It is a common image that has been used by newspapers for as long as I can remember. It involves a photograph of an accused or guilty person, taken in his distant or sometimes wilder days. It invariably contains other individuals in a group shot. The rise of social media sites has made photos like this common place. Except a recent IPSO decision will consign such pictures to the history book.

Clémentine Bobin complained to IPSO that The Times had breached Clause 9 (Reporting of crime) in an article headlined “Banker left glamour model for new life”. The article contrasted the student days in England of Rurik Jutting with the circumstances of his arrest for murder in Hong Kong. It was accompanied by three photographs, the largest of which depicted Mr Jutting standing next to Bobin with his arm around her, captioned as “Rurik Jutting as a Cambridge student at 21, with a friend”. The other photographs showed one of his alleged victims and a former girlfriend.
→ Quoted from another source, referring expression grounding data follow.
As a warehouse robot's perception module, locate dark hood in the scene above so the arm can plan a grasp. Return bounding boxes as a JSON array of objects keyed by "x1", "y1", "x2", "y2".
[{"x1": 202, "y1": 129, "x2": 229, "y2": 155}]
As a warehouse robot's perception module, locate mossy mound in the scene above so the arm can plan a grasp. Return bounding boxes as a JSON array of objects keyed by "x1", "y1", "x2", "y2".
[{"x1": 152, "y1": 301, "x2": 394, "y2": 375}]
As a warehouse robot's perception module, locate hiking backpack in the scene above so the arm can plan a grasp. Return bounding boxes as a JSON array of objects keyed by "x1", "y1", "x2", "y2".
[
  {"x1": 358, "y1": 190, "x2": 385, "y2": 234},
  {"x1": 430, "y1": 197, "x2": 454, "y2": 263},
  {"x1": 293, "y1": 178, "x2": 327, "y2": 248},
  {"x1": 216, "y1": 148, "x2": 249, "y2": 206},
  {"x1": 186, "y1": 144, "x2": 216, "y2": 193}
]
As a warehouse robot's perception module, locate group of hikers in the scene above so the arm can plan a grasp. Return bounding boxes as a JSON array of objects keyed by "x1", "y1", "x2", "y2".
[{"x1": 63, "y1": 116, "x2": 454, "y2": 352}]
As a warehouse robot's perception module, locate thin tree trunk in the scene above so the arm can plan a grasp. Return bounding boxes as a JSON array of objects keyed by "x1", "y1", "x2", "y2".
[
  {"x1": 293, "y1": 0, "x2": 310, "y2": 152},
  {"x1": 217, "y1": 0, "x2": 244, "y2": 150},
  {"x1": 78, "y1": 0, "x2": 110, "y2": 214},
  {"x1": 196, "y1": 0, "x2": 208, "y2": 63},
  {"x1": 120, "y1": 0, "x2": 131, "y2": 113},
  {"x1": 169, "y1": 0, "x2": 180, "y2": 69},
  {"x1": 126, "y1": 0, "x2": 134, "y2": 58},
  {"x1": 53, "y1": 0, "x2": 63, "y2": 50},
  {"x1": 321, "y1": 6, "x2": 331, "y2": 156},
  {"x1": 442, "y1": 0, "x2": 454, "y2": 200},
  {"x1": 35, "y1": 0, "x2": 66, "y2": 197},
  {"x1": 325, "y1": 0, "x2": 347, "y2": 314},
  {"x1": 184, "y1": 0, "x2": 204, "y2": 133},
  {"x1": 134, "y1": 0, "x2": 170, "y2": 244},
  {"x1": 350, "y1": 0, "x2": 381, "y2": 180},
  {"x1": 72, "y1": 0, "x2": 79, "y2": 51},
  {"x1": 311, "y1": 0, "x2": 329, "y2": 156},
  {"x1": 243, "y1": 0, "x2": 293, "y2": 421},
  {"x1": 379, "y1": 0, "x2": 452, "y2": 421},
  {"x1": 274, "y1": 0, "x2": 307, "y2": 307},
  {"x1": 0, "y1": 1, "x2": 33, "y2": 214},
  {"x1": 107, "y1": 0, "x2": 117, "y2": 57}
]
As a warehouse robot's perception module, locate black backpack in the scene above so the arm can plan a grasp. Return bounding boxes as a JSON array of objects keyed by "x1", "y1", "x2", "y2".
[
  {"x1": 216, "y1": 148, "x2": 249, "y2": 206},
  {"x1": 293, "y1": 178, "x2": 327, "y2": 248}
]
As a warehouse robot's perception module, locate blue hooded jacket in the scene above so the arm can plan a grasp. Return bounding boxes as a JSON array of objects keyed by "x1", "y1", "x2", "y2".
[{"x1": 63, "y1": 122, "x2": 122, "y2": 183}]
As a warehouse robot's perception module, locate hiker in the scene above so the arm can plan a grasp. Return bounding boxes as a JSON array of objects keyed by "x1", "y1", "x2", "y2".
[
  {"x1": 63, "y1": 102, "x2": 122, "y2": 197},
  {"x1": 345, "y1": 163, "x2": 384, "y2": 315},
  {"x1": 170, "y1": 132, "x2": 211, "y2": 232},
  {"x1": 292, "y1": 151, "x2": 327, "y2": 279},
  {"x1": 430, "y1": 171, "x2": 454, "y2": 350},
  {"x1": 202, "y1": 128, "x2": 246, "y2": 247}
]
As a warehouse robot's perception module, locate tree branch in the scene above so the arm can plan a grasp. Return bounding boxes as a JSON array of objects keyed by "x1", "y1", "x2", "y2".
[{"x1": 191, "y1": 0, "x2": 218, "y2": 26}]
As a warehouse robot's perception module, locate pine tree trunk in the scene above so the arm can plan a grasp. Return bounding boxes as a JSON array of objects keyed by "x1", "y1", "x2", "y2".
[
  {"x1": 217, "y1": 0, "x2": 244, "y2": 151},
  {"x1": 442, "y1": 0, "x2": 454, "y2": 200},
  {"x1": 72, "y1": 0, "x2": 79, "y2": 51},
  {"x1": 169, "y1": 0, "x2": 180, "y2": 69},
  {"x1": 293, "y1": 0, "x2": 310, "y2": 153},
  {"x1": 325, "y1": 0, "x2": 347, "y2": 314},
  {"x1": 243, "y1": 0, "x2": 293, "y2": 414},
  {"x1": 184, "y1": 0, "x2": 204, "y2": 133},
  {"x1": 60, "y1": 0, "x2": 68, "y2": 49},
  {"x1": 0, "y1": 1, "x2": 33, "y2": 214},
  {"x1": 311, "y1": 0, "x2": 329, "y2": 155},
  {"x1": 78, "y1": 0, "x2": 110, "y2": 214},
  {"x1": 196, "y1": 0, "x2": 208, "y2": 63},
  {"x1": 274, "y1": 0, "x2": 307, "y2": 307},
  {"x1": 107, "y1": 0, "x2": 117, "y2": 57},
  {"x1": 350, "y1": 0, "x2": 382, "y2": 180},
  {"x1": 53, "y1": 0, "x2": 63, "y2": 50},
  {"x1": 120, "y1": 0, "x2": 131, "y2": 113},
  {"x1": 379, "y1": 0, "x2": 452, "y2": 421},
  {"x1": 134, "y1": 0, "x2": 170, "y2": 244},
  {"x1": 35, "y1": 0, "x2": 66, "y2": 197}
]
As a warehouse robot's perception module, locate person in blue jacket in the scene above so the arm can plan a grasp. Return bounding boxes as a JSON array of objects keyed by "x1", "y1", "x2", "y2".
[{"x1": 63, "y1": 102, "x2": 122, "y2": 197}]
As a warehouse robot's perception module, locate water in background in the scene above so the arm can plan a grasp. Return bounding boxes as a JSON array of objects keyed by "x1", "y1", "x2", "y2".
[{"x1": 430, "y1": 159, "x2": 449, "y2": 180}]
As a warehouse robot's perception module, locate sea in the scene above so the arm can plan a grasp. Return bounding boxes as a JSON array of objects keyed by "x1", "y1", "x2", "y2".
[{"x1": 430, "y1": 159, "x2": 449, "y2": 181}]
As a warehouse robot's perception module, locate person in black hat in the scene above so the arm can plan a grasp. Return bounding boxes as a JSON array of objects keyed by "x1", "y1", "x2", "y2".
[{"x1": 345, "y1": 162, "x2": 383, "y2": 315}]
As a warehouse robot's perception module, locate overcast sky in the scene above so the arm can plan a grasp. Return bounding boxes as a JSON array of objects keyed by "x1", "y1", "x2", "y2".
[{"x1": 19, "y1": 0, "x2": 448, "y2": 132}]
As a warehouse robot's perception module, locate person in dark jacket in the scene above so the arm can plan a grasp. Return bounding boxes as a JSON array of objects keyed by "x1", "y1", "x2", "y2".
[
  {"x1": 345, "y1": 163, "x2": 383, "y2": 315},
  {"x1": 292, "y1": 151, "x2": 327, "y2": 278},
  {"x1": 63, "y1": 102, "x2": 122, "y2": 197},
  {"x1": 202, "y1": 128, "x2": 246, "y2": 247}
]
The photograph had been taken in 2006, when Bobin was a young co-worker of Mr Jutting, after which period she had had no contact with him. Although it had not named her, it had clearly identified her to friends, family and colleagues, which was intrusive and upsetting.

The Times argued that in light of the allegations against Mr Jutting, there was a public interest in examining his life; the photograph served to illustrate the apparent transformation of his circumstances. The caption referred to Bobin’s past connection to Mr Jutting, but she did not remain his “friend”.

Clause 9 of the Code states that relatives or friends of persons convicted or accused of crime should not generally be identified without their consent, unless they are genuinely relevant to the story.

IPSO held that regardless of the true nature of their connection, the caption to the large and prominent photograph described Bobin as a “friend” of Mr Jutting. The article asserted a direct association between Bobin and Mr Jutting, in a manner that squarely engaged the terms of Clause 9.

Accordingly to avoid a breach of the Code, the Times needed to show it was justified in identifying Bobin, either because she was genuinely relevant to the story, or because – regardless of her relevance – there was a public interest which justified publication.   In upholding the complaint IPSO held that the article had made no reference to her, and she was plainly not personally relevant to the story. No public interest could reasonably be regarded as justifying the intrusion into her life caused by so prominently and publicly associating her with an alleged criminal.

What is perhaps most alarming from a publisher’s perspective is that IPSO reached this decision despite holding that the Times hadn’t breached clause 3 of the Code relating to privacy. Bobin had no reasonable expectation of privacy in relation to the picture that had been published on a Facebook page

I suspect that in future cases, which might involve a breach of clause 9, that rather than try and justify public interest, the newspapers’ pixilation departments will become busier airbrushing friends out of history.